Second, we can completely redesign our currency system. A new line of currency with a 25 cent coin the size of a dime, a 50 cent coin the size of a nickel, a dollar coin the size of a quarter, and (as long as we're dreaming) a five dollar coin the size of a current half dollar, with bills starting at ten dollars, would much better serve the current market. Any change in currency is wildly unpopular when proposed, and I expect there'd be much wailing and gnashing of teeth over the crushing weight of a few coins--despite the fact that this system would be closer to the historical norm--and over the injustice of being unable to buy anything for less than 25 cents. Together with the aforementioned physical issues of creating a new coinage system from scratch, these problems will, again, probably rule out such a change.

The third option, and by far the most likely to actually happen, is to continue ignoring the issue, perpetually striking hundreds of millions of worthless coins that nobody has a compelling use for, until ubiquitous electronic payment and inflation make all coins completely irrelevant and we can start arguing over whether we should still be printing the dollar bill. Eventually, merchants will decide on their own not to use worthless coins, Mint policies be damned.

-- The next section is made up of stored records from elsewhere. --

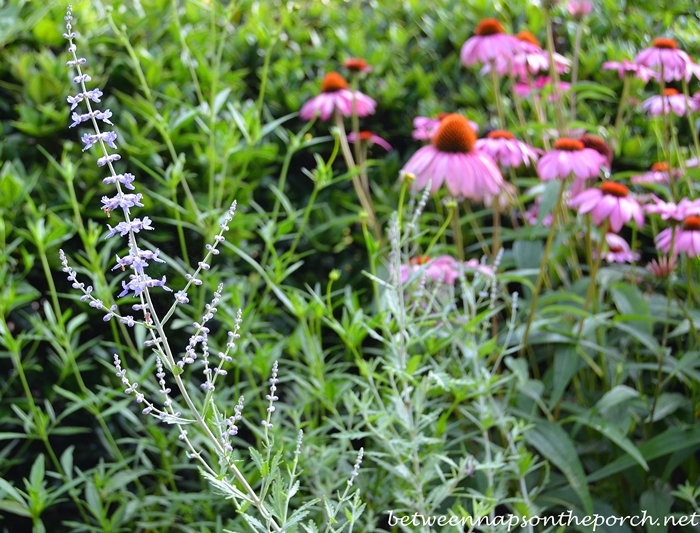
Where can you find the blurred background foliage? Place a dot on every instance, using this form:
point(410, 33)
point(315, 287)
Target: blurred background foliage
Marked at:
point(204, 97)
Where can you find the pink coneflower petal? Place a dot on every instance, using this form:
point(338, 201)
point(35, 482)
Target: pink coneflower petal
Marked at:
point(664, 56)
point(610, 202)
point(368, 136)
point(506, 150)
point(569, 156)
point(335, 95)
point(451, 158)
point(627, 67)
point(618, 251)
point(489, 42)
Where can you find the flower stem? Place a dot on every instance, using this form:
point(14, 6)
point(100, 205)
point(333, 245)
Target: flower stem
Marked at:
point(457, 230)
point(592, 287)
point(362, 196)
point(691, 122)
point(442, 229)
point(475, 227)
point(621, 108)
point(497, 97)
point(543, 265)
point(574, 72)
point(554, 75)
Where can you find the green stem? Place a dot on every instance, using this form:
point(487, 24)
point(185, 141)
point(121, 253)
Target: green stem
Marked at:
point(574, 71)
point(691, 122)
point(554, 75)
point(442, 229)
point(519, 109)
point(592, 286)
point(457, 231)
point(543, 266)
point(365, 200)
point(621, 108)
point(302, 226)
point(497, 97)
point(475, 227)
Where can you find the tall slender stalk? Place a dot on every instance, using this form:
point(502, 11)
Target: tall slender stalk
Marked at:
point(574, 71)
point(621, 108)
point(543, 265)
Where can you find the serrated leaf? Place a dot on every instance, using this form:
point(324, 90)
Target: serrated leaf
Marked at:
point(553, 443)
point(668, 442)
point(15, 508)
point(613, 433)
point(615, 396)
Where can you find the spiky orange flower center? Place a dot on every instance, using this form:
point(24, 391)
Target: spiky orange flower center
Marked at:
point(454, 135)
point(500, 134)
point(333, 82)
point(662, 268)
point(597, 144)
point(568, 145)
point(419, 260)
point(614, 189)
point(355, 64)
point(528, 37)
point(692, 223)
point(663, 42)
point(489, 27)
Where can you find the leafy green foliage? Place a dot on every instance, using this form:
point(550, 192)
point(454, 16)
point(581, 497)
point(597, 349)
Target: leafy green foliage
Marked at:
point(452, 419)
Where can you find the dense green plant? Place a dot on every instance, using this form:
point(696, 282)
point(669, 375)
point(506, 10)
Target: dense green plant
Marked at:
point(458, 414)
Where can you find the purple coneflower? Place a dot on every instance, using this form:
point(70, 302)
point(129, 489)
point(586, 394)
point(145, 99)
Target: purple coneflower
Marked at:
point(531, 60)
point(368, 136)
point(523, 88)
point(489, 42)
point(599, 145)
point(534, 211)
point(687, 237)
point(612, 202)
point(664, 57)
point(629, 68)
point(618, 251)
point(672, 211)
point(425, 127)
point(506, 150)
point(569, 156)
point(443, 269)
point(662, 268)
point(671, 100)
point(452, 158)
point(336, 95)
point(579, 8)
point(659, 173)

[* - The smart phone is also making some people generally averse to carrying anything as it relentlessly consolidates tools. It won't be long before people are replacing their keychains with electronic locks, and bitching about the hassle of being issued a plastic card to open their hotel rooms with. It's not really unreasonable; the technology can probably be made more secure than cash and keys, so why would the average person need anything on a regular basis beyond his personal computer and a few purely physical tools like a pocket knife and a handgun? I wouldn't want to ditch my fountain pen and notebook, but a current-generation Droid would certainly do the same job better. For the urbanite who doesn't recognize the utility of a knife and a gun, and doesn't value anonymity, what incentive is there to have a toolkit beyond his iPhone?]

1 comment:

  1. "That means that today's dollar has the purchasing power of a 1950 dime"

    I've been saying that for 10 years now. In late 2001 I learned that a "day's pay" was $8 in the 50's.

    There's been a good bit of inflation since 2001 too.

    So when you see those "low" prices on 1950's era surplus gun ads, remember to move the decimal point and remember that was a used gun back then.